In most bankruptcy courts, you cannot wipe out guardian ad litem (GAL) fees in bankruptcy.


A guardian ad litem (GAL) was appointed by the court in my divorce. I, along with my ex-husband, am responsible for paying the GAL's fees. I am filing for bankruptcy to get rid of other debts. Can I get rid of the guardian ad-litem fees in bankruptcy?


Most likely not.  

Ultimately, whether fees owed to a guardian ad litem (GAL) are dischargeable depends on which state, or bankruptcy circuit, you live in. Not every bankruptcy circuit court has specifically ruled on this issue. However, most courts that have considered this issue have ruled that GAL fees are not dischargeable in bankruptcy. If a debt is not dischargeable, it means you still owe the debt when your bankruptcy is over. (Learn more about  the bankruptcy discharge.)

What Are Guardian Ad Litem Fees?

In some divorce cases or other cases involving a legal dispute concerning a child's custody or welfare, the court appoints a guardian ad litem to represent the interests of the child. The guardian ad litem, who is often an attorney, investigates the background, living conditions, and family relationships of the child and then makes a recommendation to the court. In many states, the parents or parties to the lawsuit are responsible for paying the fees of the GAL.

GAL Fees Are Domestic Support

In bankruptcy, debts owed for domestic support obligations are not dischargeable in either  Chapter 13  or  Chapter 7  bankruptcy. In most bankruptcy circuits that have dealt with this issue, GAL fees are considered to be in the nature of domestic support. It does not matter if the fees are owed to someone other than your child or ex-spouse.

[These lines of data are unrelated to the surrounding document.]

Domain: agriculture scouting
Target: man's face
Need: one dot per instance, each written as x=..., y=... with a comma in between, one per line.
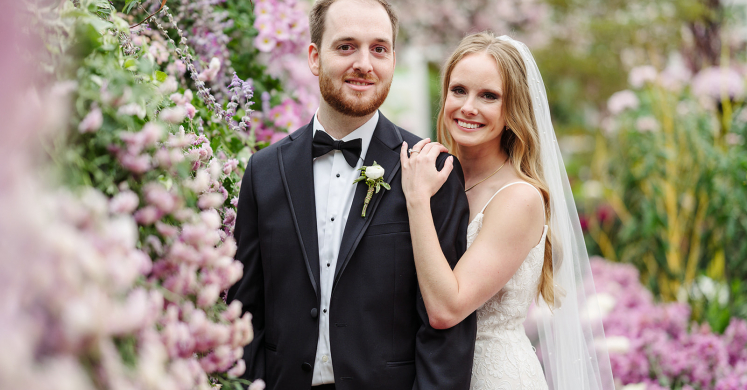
x=355, y=62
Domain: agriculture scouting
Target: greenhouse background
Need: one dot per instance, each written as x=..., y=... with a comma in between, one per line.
x=127, y=125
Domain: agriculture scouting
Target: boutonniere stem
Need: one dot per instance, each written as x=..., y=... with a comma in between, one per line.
x=374, y=178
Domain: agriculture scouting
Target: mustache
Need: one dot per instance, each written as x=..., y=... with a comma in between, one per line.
x=362, y=76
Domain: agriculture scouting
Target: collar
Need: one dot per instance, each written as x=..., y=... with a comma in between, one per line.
x=365, y=132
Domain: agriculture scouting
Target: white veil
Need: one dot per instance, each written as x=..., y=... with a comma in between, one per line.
x=572, y=343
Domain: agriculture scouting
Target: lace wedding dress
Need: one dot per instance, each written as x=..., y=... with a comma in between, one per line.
x=504, y=357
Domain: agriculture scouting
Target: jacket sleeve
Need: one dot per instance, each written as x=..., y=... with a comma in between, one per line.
x=250, y=289
x=443, y=358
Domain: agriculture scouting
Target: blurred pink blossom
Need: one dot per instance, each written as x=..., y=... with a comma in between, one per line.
x=718, y=83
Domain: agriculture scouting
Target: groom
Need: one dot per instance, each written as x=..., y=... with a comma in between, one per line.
x=334, y=295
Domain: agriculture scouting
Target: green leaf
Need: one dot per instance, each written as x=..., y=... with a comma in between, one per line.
x=161, y=76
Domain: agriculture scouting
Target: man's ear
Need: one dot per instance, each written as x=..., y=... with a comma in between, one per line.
x=314, y=59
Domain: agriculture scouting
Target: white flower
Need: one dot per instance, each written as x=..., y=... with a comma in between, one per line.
x=374, y=172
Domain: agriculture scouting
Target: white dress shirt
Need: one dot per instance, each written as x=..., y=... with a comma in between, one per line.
x=334, y=192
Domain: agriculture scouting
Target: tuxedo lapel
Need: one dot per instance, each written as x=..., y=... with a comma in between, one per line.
x=296, y=165
x=384, y=149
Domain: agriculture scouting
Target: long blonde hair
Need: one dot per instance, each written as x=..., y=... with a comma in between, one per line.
x=520, y=139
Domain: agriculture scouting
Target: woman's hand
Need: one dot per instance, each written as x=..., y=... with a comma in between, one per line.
x=420, y=178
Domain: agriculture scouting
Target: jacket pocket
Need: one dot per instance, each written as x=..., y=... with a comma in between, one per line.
x=400, y=363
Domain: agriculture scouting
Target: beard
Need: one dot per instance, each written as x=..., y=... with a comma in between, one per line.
x=356, y=106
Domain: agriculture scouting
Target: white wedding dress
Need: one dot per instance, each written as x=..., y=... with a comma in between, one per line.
x=504, y=357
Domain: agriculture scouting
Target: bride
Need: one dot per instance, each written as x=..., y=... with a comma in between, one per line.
x=524, y=239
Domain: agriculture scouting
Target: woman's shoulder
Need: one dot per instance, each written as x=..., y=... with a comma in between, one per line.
x=515, y=200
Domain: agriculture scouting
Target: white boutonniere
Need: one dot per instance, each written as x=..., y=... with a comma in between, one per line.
x=374, y=177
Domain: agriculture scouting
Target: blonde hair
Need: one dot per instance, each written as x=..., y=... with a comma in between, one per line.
x=520, y=139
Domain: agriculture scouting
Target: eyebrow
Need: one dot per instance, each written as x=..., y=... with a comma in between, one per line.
x=349, y=39
x=453, y=84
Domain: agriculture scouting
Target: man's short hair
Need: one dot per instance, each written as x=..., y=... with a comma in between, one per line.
x=318, y=14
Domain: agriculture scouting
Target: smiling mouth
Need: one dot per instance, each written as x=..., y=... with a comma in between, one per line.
x=358, y=83
x=468, y=125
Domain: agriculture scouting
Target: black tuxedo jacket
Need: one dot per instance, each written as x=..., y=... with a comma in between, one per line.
x=379, y=331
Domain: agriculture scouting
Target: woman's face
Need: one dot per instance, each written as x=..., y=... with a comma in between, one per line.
x=473, y=109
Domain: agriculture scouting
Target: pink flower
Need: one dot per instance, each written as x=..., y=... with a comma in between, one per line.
x=210, y=201
x=211, y=72
x=621, y=101
x=265, y=42
x=647, y=124
x=124, y=203
x=238, y=370
x=134, y=163
x=191, y=110
x=132, y=109
x=208, y=295
x=148, y=215
x=230, y=166
x=719, y=82
x=157, y=195
x=92, y=122
x=173, y=115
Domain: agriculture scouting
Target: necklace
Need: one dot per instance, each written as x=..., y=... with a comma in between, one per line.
x=496, y=171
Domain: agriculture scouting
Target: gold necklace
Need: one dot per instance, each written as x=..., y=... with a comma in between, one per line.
x=496, y=171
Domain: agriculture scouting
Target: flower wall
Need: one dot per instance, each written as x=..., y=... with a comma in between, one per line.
x=120, y=198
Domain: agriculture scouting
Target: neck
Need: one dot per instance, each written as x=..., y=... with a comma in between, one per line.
x=339, y=125
x=479, y=162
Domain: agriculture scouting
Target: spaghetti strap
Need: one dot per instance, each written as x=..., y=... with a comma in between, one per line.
x=508, y=185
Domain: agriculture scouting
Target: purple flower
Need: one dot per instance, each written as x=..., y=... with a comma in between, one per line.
x=718, y=83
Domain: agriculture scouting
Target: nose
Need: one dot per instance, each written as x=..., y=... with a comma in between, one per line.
x=363, y=62
x=468, y=108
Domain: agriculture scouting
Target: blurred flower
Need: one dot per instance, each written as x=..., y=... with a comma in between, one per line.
x=718, y=83
x=647, y=124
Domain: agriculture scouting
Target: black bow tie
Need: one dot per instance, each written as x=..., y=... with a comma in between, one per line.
x=323, y=144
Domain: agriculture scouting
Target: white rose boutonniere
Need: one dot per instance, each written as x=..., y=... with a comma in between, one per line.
x=373, y=176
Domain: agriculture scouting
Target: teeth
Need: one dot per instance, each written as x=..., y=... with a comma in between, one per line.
x=468, y=125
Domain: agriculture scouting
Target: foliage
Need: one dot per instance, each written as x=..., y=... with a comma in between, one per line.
x=672, y=164
x=134, y=217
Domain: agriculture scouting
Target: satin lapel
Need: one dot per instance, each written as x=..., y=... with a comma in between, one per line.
x=384, y=149
x=298, y=177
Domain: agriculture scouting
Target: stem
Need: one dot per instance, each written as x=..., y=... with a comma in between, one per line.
x=369, y=195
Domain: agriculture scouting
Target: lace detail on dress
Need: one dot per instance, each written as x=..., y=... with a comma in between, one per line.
x=504, y=357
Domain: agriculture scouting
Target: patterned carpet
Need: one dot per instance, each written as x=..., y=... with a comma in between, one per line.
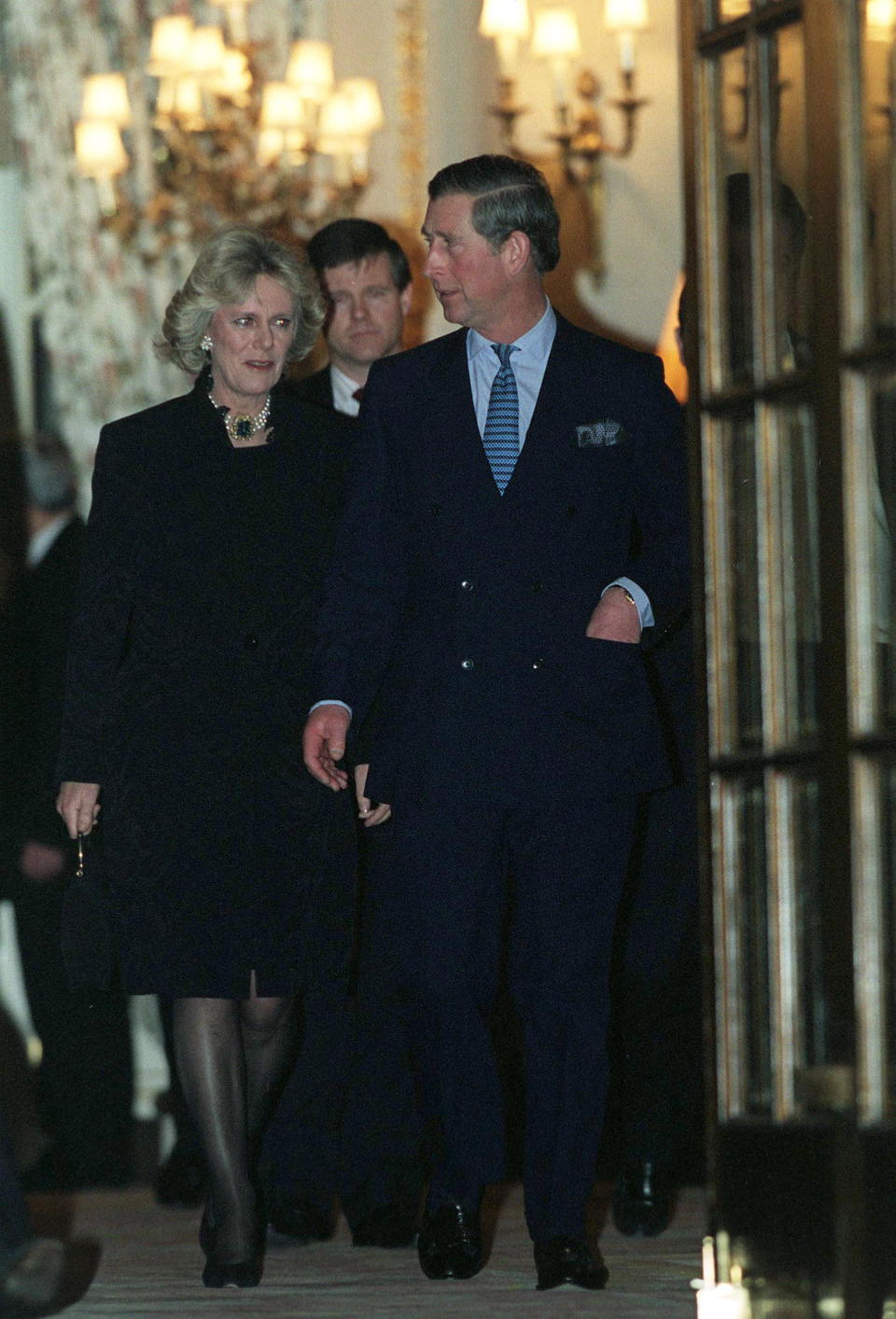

That is because a GAL is a representative of your child and is performing services to support and protect that child.

Consequently, you usually cannot wipe out GAL fees in bankruptcy.

Exception or Partial Discharge

It is possible, depending on where you live, that GAL fees may be partially discharged if someone other than you is jointly liable for the GAL fees. This usually involves your ex-spouse or other parent of the child. However, if a court order specifically requires you to pay all or a portion of the GAL fees, then those GAL fees are nondischargeable.